I kinda wish the strips in the foreground were wider than those in the background, but I couldn’t quite get that to work out. Of course, I could just push those white vertical strips to the background, so that the thicker diagonal lines came to the foreground! Problem solved.
I tried recreating this design in EQ8 and didn’t like the way it turned out. I’m not sure if it was my colour choices or the design itself. It’s funny how some sketches just look better hand-drawn.
This design could be made into a quilt pattern using lots of half-square triangles and rectangles, or a bunch of long strips (and maybe some paper-piecing for accuracy).
I’m still stuck on this theme, so expect more of these designs in the weeks to come!
It’s been a couple of months since I posted a hand-drawn sketch. I’ve been sketching less lately. Often I start with a dot pad and quickly move to EQ8 when I’ve decided on a motif that I want to explore further. Other times, it’s just easier to start with EQ8. Hand-sketching can require a level of concentration and thought that I don’t always have. But of course, concentration and thought take practice, and they’re easy to lose if you don’t nurture them with time and attention. A gentle reminder to myself that I should make time to sketch, even when there seem to be easier alternatives.
Anyway…! Here’s what I was working on when I last opened my dot pad.
I’ve explored this idea of ‘folded ribbons’ before – see Sunday sketches #74, #75 and #76, for example – and it’s the sort of thing that could spark a thousand more designs. But this time, I wanted to play with the idea of the ‘folded’ bit being a feature, creating its own path.
I ended up designing quite a few variations, with different canvas shapes (square-ish above; rectangular-ish, below), or numbers of lines in each group, or proximity of lines.

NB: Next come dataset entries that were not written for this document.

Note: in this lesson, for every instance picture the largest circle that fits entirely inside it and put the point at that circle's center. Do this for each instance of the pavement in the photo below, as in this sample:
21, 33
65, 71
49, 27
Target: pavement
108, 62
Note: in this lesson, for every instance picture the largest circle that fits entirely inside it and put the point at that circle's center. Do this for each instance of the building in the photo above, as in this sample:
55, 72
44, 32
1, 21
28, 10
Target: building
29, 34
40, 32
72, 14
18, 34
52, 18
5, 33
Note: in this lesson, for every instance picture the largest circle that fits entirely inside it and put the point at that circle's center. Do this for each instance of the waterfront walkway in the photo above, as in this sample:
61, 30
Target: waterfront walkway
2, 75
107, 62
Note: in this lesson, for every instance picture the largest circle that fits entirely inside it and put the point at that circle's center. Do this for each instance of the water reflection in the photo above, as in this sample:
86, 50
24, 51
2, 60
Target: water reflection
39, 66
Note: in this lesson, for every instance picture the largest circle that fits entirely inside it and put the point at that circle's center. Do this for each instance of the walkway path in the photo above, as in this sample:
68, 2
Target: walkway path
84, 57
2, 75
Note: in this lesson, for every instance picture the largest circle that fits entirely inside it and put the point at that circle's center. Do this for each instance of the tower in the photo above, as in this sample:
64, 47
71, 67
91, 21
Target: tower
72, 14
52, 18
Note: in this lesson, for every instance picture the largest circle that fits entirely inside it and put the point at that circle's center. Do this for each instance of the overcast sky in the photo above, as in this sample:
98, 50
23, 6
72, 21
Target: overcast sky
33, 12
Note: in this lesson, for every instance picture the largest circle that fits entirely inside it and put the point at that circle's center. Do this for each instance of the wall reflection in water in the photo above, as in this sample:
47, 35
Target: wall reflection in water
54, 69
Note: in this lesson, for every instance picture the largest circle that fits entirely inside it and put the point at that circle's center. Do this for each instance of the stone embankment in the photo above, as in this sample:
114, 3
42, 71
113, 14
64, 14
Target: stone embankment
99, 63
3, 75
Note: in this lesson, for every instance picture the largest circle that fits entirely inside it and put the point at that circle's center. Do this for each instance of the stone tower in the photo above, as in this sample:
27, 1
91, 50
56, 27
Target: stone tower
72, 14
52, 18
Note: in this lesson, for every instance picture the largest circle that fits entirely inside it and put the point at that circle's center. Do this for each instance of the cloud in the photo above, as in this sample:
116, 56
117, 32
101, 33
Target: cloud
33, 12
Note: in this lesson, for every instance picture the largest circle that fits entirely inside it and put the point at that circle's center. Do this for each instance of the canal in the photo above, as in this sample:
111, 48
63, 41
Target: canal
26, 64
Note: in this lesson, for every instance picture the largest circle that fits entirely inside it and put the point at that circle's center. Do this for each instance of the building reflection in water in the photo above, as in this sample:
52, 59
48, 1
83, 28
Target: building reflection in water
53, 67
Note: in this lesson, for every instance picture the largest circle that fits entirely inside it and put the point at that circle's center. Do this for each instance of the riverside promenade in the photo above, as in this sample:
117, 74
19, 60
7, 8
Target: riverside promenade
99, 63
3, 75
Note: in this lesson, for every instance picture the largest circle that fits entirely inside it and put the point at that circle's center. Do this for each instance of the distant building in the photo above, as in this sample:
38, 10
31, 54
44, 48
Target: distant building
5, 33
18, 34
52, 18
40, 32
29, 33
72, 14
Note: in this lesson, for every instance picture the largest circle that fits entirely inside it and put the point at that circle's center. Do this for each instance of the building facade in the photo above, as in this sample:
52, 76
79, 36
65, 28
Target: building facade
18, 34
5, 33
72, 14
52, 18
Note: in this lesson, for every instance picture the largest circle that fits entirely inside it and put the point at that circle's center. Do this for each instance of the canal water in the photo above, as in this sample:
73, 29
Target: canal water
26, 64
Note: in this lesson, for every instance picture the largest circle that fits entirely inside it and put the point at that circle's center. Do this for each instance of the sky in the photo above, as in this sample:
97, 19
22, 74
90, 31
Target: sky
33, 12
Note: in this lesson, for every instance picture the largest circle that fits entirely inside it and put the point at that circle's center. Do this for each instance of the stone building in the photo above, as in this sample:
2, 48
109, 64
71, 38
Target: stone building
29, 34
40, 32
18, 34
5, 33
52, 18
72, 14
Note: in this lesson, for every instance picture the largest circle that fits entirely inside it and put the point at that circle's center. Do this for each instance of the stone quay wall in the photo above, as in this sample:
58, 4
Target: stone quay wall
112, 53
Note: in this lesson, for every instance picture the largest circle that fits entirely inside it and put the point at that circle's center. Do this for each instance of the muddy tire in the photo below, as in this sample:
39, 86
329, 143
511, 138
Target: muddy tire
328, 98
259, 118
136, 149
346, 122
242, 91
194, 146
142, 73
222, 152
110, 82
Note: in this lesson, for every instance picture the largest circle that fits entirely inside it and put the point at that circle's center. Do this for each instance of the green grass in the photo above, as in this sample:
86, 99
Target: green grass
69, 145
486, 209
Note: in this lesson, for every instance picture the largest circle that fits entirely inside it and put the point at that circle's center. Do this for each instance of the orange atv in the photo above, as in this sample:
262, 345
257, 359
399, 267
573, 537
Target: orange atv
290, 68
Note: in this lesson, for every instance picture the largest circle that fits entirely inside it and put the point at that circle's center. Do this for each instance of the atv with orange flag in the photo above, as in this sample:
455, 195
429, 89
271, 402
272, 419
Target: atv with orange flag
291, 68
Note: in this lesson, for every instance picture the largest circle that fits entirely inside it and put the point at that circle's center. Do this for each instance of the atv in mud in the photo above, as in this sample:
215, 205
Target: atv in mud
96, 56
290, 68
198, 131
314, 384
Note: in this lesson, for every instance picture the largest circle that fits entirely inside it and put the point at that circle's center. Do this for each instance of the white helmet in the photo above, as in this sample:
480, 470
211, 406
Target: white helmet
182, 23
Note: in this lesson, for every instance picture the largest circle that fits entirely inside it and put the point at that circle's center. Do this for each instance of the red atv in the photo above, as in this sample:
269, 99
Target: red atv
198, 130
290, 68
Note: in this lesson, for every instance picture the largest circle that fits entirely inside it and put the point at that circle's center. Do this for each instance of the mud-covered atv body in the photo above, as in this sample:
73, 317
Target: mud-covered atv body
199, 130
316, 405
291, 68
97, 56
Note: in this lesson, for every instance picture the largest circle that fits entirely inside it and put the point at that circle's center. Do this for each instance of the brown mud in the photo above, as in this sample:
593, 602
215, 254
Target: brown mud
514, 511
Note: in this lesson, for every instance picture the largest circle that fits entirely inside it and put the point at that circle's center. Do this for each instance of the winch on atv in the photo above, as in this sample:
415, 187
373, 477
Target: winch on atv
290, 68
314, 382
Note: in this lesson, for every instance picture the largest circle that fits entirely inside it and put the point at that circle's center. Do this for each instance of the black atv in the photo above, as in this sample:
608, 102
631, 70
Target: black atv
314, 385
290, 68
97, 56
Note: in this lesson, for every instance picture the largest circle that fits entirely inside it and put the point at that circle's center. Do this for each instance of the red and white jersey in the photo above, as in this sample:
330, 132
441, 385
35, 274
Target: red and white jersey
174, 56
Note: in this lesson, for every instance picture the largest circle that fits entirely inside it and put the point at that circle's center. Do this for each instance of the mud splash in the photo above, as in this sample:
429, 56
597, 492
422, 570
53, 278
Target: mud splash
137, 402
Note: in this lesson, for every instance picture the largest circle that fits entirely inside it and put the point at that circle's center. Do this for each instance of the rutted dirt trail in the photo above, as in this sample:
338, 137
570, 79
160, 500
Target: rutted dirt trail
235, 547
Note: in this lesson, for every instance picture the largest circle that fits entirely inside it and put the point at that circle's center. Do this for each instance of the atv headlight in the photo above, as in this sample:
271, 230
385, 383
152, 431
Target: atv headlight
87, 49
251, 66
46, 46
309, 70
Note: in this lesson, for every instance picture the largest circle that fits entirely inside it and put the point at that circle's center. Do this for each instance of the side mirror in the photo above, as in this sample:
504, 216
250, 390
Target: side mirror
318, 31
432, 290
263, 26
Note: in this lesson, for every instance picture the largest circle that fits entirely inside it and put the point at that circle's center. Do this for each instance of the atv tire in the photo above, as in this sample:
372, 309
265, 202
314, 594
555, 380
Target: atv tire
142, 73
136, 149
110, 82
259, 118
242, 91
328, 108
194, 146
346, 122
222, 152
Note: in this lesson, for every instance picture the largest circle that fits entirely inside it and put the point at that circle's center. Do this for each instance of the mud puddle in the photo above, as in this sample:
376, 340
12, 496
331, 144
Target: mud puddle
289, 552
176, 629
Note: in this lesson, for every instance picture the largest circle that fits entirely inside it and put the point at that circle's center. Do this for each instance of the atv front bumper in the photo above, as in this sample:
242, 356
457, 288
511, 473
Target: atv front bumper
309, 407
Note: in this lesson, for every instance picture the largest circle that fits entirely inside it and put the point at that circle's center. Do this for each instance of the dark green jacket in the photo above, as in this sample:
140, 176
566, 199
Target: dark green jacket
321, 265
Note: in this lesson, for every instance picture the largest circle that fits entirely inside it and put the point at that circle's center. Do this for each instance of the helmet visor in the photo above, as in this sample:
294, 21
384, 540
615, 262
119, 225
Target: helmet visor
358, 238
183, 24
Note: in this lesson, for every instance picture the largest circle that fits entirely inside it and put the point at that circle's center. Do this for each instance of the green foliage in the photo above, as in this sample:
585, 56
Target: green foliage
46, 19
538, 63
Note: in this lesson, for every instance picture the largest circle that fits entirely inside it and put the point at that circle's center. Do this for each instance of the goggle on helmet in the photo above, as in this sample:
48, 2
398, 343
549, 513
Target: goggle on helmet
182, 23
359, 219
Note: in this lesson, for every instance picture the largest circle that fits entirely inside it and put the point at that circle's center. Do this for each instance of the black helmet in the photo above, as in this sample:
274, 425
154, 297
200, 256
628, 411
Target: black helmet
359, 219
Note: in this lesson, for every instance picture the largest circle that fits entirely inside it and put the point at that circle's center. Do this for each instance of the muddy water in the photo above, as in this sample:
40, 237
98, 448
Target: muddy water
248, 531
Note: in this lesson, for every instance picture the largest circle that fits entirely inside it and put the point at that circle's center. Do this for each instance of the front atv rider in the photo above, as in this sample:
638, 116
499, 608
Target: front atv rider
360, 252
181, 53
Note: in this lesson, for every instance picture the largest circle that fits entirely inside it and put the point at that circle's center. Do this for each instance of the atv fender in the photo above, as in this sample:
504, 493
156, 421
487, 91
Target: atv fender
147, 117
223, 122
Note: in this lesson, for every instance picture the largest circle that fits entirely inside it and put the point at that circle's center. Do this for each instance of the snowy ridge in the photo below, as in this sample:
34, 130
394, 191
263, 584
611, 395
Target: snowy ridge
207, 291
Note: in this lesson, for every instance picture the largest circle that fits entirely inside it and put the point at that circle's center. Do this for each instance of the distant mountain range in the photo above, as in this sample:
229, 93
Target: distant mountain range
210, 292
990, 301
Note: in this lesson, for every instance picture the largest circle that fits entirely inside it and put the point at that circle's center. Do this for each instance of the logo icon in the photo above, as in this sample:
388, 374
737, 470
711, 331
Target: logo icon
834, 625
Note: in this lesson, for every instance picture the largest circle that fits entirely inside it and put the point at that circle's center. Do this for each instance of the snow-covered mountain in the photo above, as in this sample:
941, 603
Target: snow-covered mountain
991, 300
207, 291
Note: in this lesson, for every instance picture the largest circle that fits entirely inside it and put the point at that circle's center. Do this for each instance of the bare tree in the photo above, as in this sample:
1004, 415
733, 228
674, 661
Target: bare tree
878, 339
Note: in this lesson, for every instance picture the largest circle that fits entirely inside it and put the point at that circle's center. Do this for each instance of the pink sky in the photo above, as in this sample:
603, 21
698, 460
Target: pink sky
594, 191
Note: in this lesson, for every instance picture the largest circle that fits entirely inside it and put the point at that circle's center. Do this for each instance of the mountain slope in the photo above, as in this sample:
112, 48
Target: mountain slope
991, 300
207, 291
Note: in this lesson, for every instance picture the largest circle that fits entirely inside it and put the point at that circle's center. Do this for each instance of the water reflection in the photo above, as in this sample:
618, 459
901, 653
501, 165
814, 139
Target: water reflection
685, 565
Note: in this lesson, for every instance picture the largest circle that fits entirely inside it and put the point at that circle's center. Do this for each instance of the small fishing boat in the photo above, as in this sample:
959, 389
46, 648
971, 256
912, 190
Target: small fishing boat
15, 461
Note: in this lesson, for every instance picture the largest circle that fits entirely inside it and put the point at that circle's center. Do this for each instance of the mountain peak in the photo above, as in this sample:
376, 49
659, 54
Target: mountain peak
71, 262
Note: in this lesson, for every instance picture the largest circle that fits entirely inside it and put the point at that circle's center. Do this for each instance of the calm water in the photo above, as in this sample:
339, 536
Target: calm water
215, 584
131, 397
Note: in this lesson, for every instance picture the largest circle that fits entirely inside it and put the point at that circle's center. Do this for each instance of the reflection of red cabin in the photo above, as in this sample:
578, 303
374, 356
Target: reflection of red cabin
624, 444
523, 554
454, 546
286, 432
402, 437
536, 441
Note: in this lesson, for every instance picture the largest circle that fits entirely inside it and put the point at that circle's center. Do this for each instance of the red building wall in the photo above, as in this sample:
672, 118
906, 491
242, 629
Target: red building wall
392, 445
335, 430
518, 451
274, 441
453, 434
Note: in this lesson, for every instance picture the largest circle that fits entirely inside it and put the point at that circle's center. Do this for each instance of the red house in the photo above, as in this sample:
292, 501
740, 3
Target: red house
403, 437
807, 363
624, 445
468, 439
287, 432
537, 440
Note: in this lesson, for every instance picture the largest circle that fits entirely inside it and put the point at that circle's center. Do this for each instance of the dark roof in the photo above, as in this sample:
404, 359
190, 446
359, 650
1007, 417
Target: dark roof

Imagine using a really bold print for those lines in the foreground. Wouldn’t that pack a punch?
I’m still working through this idea in my head and on paper, so I may have more of these to show you sometime soon (assuming another design idea doesn’t grab my attention in the meantime!).
This design could be translated into a quilt pattern using long strips (and some careful cutting to maintain the proper angles) or even a lot of triangles.